三井物産(8031)|配当利回り2.99%の累進配当・総合商社を徹底解説
三井物産(8031)とはどんな会社か?
三井物産は、鉄鉱石や原油などの資源から、機械・化学品・食料・ヘルスケアまで、世界中でビジネスを手がける大手総合商社です。「商社って何をしている会社?」と聞かれて答えに詰まる方は多いのですが、ざっくり言えば「世界中でモノ・エネルギー・サービスの流れを作り、その一部に投資して利益を得る会社」。特に三井物産は鉄鉱石・エネルギーなどの資源分野に強く、世界経済が動くかぎり収益機会が生まれる仕組みを持っています。歴史も規模も日本トップクラスの、いわば"日本の看板企業"の一つです。
📊 銘柄データサマリー
株価:4,677円 配当利回り:2.99%(予想) 買い時:〇
PER:14.4倍(予想) PBR:1.51倍 ROE:10.22% 配当性向:約43%(利回り×PERからの概算)
※2026年7月7日時点のデータ(株探・みんかぶ)
この銘柄に注目した理由
① 「累進配当」=減配しないと約束している
三井物産は「累進配当」——配当を減らさず、維持か増配だけを行う方針——を掲げています。高配当株投資でいちばん怖いのは減配ですから、会社みずから「減らさない」と宣言しているのは、配当を目的に持つ側として何よりの安心材料です。私はこの"約束の有無"を銘柄選びでかなり重視していて、利回りの数字が同じでも、累進配当を掲げる会社は一段格上に見ています。
② ROE10%超え=稼ぐ力が本物
ROE(株主のお金をどれだけ効率よく利益に変えているかの指標)は10.22%。
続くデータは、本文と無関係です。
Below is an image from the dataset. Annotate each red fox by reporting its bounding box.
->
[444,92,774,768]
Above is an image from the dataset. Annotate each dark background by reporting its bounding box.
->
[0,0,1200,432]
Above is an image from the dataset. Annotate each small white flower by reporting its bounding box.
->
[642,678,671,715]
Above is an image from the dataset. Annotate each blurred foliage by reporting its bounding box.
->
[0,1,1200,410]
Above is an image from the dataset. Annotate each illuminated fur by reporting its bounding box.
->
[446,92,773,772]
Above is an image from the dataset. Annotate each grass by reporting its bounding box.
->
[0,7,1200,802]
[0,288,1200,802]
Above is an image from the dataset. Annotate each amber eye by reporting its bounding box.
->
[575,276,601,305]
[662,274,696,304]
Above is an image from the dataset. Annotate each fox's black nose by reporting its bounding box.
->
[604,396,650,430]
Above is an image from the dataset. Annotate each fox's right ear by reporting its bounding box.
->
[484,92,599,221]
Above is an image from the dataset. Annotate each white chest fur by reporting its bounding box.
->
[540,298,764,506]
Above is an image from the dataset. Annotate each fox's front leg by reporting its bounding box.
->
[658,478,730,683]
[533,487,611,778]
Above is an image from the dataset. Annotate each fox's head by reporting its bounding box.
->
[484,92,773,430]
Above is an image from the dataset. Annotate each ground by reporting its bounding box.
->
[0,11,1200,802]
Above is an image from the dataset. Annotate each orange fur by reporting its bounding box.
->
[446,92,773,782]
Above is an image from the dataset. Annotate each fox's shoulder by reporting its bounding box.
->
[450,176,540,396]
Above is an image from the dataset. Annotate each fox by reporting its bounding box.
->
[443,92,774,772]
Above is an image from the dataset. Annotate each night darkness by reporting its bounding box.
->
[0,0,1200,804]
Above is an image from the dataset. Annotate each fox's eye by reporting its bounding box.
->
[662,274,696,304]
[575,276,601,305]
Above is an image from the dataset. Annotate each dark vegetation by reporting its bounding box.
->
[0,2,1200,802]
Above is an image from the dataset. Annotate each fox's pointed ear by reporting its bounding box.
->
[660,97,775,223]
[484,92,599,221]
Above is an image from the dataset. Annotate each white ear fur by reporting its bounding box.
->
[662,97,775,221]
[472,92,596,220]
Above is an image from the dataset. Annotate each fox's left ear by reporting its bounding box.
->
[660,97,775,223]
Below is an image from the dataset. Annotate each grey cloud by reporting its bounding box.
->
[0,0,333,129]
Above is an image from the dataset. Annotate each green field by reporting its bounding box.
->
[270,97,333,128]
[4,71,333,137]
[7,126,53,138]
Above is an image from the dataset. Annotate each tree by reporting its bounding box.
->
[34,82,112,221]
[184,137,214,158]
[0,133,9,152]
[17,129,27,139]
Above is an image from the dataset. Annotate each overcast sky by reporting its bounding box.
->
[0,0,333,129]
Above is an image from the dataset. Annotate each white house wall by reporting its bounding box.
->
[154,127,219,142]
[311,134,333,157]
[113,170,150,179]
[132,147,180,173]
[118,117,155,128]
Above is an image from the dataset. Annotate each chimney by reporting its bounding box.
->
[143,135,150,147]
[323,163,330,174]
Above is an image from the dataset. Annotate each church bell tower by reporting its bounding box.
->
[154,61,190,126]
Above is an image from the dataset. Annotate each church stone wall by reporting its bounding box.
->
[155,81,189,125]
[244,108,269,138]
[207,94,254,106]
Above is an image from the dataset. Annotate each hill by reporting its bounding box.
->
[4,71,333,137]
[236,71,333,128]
合格ラインの8%を超え、巨体でありながら効率よく稼げています。資源価格に左右される事業構造ながら、資源以外(機械・化学品・食料など)も着実に育てており、稼ぐ力の土台が一本足ではない点も評価できます。
③ 世界で戦う分散されたビジネス
三井物産の中身は、鉄鉱石、エネルギー、インフラ、食料、ヘルスケア…と、それ自体が一つのポートフォリオのようなもの。一つの事業が不調でも他が支える構造で、単一事業の会社より業績の底が堅い。個別株でありながら「事業の分散」を最初から持っている点は、初心者の方の最初の大型株としても向いていると私は考えています。
リスク・注意点
① 資源価格に業績が左右される
正直、ここが最大のリスクです。鉄鉱石や原油の価格が大きく下がると、利益もそれに引っ張られます。過去にも資源安の年は減益を経験しています。累進配当が配当を守ってくれるとはいえ、株価そのものは資源市況とともに上下する覚悟が必要です。
② PBR1.51倍と、もう「割安」ではない
商社株はここ数年で世界的に見直され、株価は大きく上がりました。PBR1.51倍は解散価値の1.5倍で買われている状態で、昔のような「バーゲン価格」ではありません。高値づかみを避けるため、一括ではなく分けて買う工夫をしたい水準です。
③ 世界景気の減速
商社は世界経済の体温計のような存在です。世界的な景気後退や貿易の停滞が起きれば、幅広い事業が同時に影響を受けます。分散された事業構造も、世界全体の不況には勝てません。
まとめ(西もんの視点)
三井物産は「利回り2.99%+減配しない約束+本物の稼ぐ力」という、高配当ポートフォリオの"土台"にふさわしい一本です。ただし株価はすでに評価されており、割安発掘型の銘柄ではありません。私なら、資源市況で株価が崩れた場面を「利回りが上がるチャンス」と捉えて、数回に分けて拾います。派手な値上がりより、10年持って配当が育つのを楽しむ銘柄だと考えます。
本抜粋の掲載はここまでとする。